Passengers were warned to expect severe delays due to a yellow weather warning for ice and snow is currently in place across the South West.
Gatwick Airport said some passengers experienced "minor delays" on Wednesday morning but "the airport is open and flights are operating".
National Highways has issued a "severe weather alert" for snow in parts of England for Wednesday afternoon - asking people only to travel when essential on these parts of the road network.
The weather warning means driving conditions will be treacherous, especially for larger vehicles and those not equipped with four-wheel drive between 3pm and midnight in the West Midlands and the East of England.
HGV drivers have been asked to consider avoiding parts of the road network with steeper than normal inclines, where their vehicle could become jack-knifed or stranded, such as the M40 at junctions 4-5 and the A49 in Shropshire.
The A39 in Somerset was shut both ways in Nether Stowey after several lorries became stranded in the snow, while heavy snow in the Bath area meant some First Bus services were all suspended.

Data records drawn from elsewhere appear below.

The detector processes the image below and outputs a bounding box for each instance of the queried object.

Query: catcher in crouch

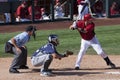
[69,14,116,70]
[31,34,73,76]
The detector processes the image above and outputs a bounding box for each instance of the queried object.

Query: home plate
[104,71,120,74]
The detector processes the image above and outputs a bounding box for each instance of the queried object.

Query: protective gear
[63,50,74,57]
[43,55,53,71]
[84,14,92,21]
[48,34,59,46]
[65,50,74,55]
[32,26,37,40]
[26,25,37,40]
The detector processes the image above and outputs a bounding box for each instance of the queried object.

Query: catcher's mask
[48,34,59,46]
[26,25,37,40]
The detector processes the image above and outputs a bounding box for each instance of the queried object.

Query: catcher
[31,34,73,76]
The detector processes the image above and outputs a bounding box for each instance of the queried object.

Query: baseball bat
[81,0,99,14]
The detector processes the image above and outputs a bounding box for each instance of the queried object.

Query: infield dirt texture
[0,18,120,80]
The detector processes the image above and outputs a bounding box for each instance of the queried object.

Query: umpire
[5,25,36,73]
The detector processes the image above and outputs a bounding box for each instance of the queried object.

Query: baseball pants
[10,47,27,69]
[75,36,108,67]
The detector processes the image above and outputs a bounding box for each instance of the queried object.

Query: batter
[69,14,116,70]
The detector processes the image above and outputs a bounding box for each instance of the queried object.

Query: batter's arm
[77,27,87,33]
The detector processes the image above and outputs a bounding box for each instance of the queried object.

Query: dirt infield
[0,18,120,80]
[0,55,120,80]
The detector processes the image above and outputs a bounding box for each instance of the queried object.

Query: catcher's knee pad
[43,55,53,70]
[46,54,53,61]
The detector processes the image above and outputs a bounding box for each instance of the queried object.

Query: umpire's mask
[26,25,37,40]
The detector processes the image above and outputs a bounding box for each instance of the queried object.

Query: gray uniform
[8,32,30,69]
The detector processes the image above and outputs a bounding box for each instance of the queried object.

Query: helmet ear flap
[48,36,52,42]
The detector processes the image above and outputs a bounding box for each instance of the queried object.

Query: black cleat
[75,67,80,70]
[47,69,52,72]
[109,63,116,69]
[19,65,29,69]
[9,68,19,73]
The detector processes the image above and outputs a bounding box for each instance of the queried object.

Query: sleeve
[14,33,25,41]
[16,6,21,16]
[85,23,95,32]
[76,20,83,28]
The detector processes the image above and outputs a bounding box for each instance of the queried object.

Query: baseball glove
[63,50,74,57]
[66,50,73,55]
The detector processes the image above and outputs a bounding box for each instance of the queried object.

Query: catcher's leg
[43,54,53,71]
[40,54,53,76]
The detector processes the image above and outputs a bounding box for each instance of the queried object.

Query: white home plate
[104,72,120,74]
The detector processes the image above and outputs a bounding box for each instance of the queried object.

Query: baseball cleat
[40,71,53,77]
[75,67,80,70]
[18,65,29,69]
[109,62,116,69]
[9,68,19,73]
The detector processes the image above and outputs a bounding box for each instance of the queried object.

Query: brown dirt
[0,55,120,80]
[0,18,120,80]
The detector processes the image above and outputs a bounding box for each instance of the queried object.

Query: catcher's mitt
[63,50,74,57]
[66,50,73,55]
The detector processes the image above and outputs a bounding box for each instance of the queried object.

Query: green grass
[0,25,120,57]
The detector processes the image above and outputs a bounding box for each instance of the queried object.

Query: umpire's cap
[26,25,37,40]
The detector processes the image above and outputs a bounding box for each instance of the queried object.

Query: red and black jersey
[76,20,95,40]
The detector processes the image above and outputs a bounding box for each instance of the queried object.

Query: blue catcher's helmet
[48,34,59,46]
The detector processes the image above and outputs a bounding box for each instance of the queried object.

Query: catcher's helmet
[48,34,59,46]
[84,14,92,21]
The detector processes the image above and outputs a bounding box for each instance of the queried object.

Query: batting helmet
[48,34,59,46]
[84,14,92,21]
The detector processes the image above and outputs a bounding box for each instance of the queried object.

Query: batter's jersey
[32,43,57,57]
[76,20,95,40]
[8,32,30,47]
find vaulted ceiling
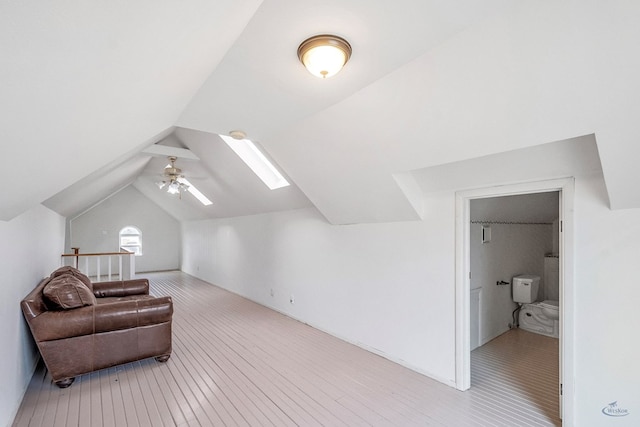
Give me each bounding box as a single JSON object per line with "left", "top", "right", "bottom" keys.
{"left": 2, "top": 1, "right": 638, "bottom": 224}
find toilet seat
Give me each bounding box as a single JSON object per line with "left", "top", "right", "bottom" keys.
{"left": 539, "top": 299, "right": 558, "bottom": 310}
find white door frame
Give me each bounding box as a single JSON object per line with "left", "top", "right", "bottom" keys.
{"left": 454, "top": 178, "right": 574, "bottom": 423}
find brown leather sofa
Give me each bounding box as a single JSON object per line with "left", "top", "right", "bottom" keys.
{"left": 21, "top": 266, "right": 173, "bottom": 388}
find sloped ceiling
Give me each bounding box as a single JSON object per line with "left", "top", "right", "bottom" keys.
{"left": 4, "top": 1, "right": 640, "bottom": 224}
{"left": 132, "top": 128, "right": 312, "bottom": 221}
{"left": 1, "top": 0, "right": 262, "bottom": 220}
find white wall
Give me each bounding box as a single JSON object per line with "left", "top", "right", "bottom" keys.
{"left": 182, "top": 191, "right": 457, "bottom": 384}
{"left": 0, "top": 205, "right": 65, "bottom": 427}
{"left": 573, "top": 175, "right": 640, "bottom": 425}
{"left": 182, "top": 172, "right": 640, "bottom": 426}
{"left": 70, "top": 186, "right": 180, "bottom": 273}
{"left": 470, "top": 222, "right": 553, "bottom": 346}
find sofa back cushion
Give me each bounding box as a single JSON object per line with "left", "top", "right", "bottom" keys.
{"left": 43, "top": 274, "right": 96, "bottom": 310}
{"left": 50, "top": 266, "right": 93, "bottom": 292}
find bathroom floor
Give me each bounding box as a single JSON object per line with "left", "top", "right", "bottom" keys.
{"left": 471, "top": 328, "right": 561, "bottom": 426}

Dale Hipkiss, national network manager at National Highways, urged people to pack extra provisions in vehicles in case they become stranded.
"Keeping a kit of essential items like a torch and warm clothes, in your vehicle, can be vital in case you and your passengers become stranded in winter," he said.
"Freezing conditions bring so many hazards, such as snow and ice, and take every possible step to understand your journey in advance and allow lots of extra time when travelling to prepare for the unexpected."
The snow and ice warnings for Wednesday cover northern Scotland until 10am on Thursday, along with central and southern areas of England and Wales from midnight until 7am on Thursday.
A third warning for snow and ice covers north-east England and south-east Scotland from 5pm on Wednesday to 7am on Thursday.
In most places the snowfall will continue until Friday, with a yellow warning for snow covering all of the UK north of Birmingham spanning from 7am on Thursday until 2pm on Friday.
The Met Office's chief meteorologist, Matthew Lehnert, said the weather could cut off rural communities in the north and impact travel over the next few days across southern England.
Met Office spokesperson Nicola Maxey said average snow levels of 2-5cm are expected across much of the UK tomorrow, including in major northern cities like Manchester, Liverpool and Newcastle.
In the north of Scotland, temperatures are expected to stay below freezing over the course of Wednesday, with a yellow weather warning for snow and ice in place for Scotland until early Thursday.
The Met Office has said temperatures at Kinbrace in the Highlands dropped to this year’s low of minus 15.4C overnight – the lowest March temperature recorded in more than a decade.
In some sheltered Scottish glens, temperatures had been expected to drop as low as minus 15C overnight on Tuesday. The bitter conditions are likely to persist until the weekend.
A Met Office yellow warning for snow is in place for the whole of Northern Ireland from Thursday and into Friday, as ITV Meteorologist Aisling Creevey notes in this weather update:
Forecasters say the cold spell of weather will continue but it will very quickly turn into a wintry mix of rain, sleet and snow during Thursday.
Any communities through hilly or mountainous parts are likely to see snowfall accumulate through the night.
Current thinking is the wintry mix will not arrive into northern parts of Antrim and Londonderry until the evening.
The bad weather is expected to continue overnight, before clearing away during daylight hours on Friday morning.
Nearly 200 schools were closed in Wales on Wednesday - mainly in the south and west of the country - amid the snowfall.
Rhondda Cynon Taf Council decided to close all schools in the area from 1.30pm on Wednesday afternoon.
More sleet and snow is expected across south Wales on Wednesday, with roads also having closed after temperatures fell to -4C overnight.
The Met Office has issued a yellow warning for snow across the whole of north Wales. It also covers large parts of mid Wales.
The warning comes into place at 7am on Thursday, March 9, and is active until 2pm on Friday, March 10.